Correct Answer: 0.092 or 9.2%

Problem: Security A has an expected return of 12% and a standard deviation of 14%. Security B has an expected return of 10% and a standard deviation of 8%. The correlation between A and B is 1.00. If you invest 20% in A and the rest in B, what is the standard deviation of your portfolio?

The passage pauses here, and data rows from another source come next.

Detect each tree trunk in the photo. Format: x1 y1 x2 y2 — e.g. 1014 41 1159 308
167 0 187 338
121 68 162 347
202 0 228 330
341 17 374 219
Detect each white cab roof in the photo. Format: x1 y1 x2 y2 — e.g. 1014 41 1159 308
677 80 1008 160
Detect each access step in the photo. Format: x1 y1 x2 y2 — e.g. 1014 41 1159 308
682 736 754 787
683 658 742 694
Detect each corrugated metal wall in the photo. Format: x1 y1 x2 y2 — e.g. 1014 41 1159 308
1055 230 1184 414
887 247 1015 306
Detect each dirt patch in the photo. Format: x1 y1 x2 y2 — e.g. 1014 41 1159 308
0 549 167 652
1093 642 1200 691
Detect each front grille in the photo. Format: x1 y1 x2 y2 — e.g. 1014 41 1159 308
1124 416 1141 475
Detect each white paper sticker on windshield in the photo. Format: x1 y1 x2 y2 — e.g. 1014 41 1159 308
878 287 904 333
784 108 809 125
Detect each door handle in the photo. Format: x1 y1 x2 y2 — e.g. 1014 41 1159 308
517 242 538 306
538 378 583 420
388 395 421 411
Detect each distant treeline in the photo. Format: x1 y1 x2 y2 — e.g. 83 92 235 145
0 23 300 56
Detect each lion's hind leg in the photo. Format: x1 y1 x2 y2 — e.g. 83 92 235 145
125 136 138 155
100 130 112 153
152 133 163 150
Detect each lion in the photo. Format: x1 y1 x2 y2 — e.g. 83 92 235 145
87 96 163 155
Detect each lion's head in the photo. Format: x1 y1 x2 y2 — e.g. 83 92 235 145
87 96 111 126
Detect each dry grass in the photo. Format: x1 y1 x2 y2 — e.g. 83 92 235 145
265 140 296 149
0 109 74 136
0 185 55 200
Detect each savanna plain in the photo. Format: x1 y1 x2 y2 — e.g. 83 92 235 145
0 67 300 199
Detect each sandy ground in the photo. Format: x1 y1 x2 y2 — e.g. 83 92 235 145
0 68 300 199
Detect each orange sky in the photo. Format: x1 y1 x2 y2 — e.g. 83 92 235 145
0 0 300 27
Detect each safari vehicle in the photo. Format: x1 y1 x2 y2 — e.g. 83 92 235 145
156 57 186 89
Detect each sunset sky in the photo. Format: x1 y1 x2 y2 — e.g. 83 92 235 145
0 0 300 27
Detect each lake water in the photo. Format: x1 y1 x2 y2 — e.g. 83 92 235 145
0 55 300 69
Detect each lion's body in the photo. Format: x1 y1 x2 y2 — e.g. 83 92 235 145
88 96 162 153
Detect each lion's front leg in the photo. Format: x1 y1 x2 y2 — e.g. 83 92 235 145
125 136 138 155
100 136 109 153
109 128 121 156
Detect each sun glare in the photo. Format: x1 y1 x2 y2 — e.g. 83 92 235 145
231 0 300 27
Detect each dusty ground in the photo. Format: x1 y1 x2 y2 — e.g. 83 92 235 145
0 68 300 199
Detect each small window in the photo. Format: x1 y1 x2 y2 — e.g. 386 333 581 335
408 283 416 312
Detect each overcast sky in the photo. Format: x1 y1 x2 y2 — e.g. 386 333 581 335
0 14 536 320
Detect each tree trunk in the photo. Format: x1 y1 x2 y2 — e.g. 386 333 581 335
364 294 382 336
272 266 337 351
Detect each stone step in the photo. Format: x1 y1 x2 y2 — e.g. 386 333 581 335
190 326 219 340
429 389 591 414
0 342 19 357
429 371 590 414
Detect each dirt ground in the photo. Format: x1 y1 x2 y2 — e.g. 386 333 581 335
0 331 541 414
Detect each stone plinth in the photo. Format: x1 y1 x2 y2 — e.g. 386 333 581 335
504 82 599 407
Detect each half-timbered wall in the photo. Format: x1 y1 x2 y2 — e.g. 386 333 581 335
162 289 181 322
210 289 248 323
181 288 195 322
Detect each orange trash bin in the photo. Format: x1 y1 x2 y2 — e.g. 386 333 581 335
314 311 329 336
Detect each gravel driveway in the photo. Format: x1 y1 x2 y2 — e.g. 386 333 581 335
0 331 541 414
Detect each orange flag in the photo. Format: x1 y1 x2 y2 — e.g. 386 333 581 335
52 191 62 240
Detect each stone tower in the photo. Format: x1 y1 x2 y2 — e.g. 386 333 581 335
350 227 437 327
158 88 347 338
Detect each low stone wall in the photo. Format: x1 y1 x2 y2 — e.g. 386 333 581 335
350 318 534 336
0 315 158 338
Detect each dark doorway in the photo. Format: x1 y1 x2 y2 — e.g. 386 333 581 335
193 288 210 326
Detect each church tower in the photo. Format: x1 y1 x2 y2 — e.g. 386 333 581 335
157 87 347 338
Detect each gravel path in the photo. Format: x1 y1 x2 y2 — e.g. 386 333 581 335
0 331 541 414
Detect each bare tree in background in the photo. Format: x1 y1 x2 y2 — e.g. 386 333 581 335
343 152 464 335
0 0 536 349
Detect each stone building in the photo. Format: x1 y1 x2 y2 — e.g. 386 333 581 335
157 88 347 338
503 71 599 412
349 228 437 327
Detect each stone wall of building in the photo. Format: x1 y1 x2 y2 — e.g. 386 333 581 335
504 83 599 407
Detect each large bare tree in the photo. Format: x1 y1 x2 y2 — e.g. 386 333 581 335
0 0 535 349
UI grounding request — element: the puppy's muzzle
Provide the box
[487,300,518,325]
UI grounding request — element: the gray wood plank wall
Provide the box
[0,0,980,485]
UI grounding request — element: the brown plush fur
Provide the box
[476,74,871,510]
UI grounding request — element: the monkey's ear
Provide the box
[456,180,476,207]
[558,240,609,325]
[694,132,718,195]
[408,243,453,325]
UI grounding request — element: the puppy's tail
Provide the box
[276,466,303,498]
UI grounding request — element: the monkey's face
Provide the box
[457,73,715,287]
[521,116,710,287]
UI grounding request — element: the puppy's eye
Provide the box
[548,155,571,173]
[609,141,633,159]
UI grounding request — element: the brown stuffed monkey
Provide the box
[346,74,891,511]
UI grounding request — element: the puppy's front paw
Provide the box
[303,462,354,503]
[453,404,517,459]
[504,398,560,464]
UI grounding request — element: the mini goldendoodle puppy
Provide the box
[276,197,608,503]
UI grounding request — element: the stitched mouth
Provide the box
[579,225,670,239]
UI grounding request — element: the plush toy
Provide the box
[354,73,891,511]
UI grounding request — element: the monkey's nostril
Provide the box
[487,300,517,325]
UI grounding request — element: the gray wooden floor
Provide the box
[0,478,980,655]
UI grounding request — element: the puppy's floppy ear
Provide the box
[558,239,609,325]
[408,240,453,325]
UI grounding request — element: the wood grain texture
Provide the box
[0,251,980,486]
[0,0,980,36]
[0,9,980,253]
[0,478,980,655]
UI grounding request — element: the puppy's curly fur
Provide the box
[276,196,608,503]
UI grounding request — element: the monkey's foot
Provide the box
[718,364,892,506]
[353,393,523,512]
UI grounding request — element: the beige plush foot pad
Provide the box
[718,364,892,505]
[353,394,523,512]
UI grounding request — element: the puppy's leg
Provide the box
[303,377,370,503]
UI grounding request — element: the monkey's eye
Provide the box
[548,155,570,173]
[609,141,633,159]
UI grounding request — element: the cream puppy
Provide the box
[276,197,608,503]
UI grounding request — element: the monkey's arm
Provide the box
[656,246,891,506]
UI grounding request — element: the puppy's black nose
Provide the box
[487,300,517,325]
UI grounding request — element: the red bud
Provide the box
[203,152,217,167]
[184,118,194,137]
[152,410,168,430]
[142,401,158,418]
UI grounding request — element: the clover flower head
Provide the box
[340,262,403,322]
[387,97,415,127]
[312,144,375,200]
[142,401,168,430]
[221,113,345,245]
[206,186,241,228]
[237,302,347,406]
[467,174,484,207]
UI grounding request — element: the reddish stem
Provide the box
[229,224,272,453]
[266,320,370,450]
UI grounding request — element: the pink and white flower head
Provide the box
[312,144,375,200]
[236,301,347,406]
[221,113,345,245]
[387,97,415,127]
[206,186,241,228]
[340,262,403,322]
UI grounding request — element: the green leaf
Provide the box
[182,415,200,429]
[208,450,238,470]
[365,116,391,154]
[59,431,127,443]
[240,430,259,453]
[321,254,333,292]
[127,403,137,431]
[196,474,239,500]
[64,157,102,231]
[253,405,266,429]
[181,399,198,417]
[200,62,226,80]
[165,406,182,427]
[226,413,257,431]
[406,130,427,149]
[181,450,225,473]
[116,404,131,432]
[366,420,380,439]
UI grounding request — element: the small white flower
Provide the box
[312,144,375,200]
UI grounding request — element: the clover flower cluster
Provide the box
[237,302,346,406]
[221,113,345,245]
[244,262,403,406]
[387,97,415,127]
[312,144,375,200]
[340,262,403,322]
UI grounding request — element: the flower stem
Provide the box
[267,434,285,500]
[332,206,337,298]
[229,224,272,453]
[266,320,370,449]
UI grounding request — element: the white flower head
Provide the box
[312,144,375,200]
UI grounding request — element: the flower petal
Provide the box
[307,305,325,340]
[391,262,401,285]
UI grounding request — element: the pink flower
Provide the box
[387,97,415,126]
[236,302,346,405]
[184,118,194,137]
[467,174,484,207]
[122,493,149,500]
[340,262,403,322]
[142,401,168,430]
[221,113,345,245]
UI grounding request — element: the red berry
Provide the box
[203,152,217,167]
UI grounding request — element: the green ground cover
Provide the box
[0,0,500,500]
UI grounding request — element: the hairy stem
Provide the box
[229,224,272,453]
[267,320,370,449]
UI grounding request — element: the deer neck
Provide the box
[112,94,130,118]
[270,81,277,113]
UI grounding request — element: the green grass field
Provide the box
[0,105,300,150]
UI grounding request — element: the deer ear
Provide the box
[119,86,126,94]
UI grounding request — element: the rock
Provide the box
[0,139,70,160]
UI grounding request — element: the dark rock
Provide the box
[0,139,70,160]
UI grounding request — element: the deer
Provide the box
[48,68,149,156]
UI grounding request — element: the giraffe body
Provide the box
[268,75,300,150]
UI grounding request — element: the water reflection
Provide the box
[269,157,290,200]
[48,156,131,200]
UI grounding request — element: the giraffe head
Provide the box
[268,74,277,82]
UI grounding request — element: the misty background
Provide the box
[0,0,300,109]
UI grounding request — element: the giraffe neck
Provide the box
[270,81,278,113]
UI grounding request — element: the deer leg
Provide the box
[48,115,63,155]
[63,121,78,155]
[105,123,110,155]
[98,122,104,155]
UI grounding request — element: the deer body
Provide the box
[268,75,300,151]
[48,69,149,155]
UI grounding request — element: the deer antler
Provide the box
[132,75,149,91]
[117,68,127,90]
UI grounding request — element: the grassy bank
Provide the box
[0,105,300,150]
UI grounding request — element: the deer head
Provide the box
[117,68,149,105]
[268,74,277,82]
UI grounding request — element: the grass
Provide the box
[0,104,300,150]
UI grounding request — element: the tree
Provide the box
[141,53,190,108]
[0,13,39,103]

Step 1: Define the variables

• \(E(R_A) = 12\%\)
• \(\sigma_A = 14\% = 0.14\)
• \(E(R_B) = 10\%\)
• \(\sigma_B = 8\% = 0.08\)
• \(\rho_{AB} = 1.00\)
• \(w_A = 0.20\), \(w_B = 0.80\)

Step 2: Calculate the covariance between A and B

\[ \text{Cov}(A, B) = \rho_{AB} \cdot \sigma_A \cdot \sigma_B = 1.00 \cdot 0.14 \cdot 0.08 = 0.0112 \]

Step 3: Calculate the portfolio variance

\[ \sigma_p^2 = w_A^2 \cdot \sigma_A^2 + w_B^2 \cdot \sigma_B^2 + 2 \cdot w_A \cdot w_B \cdot \text{Cov}(A, B) \] \[ \sigma_p^2 = (0.20^2 \cdot 0.14^2) + (0.80^2 \cdot 0.08^2) + (2 \cdot 0.20 \cdot 0.80 \cdot 0.0112) \] \[ = (0.04 \cdot 0.0196) + (0.64 \cdot 0.0064) + (0.32 \cdot 0.0112) \] \[ = 0.000784 + 0.004096 + 0.003584 = 0.008464 \]

Step 4: Calculate the standard deviation

\[ \sigma_p = \sqrt{0.008464} \approx 0.092 \]

Final Answer

The standard deviation of the portfolio is 9.2%.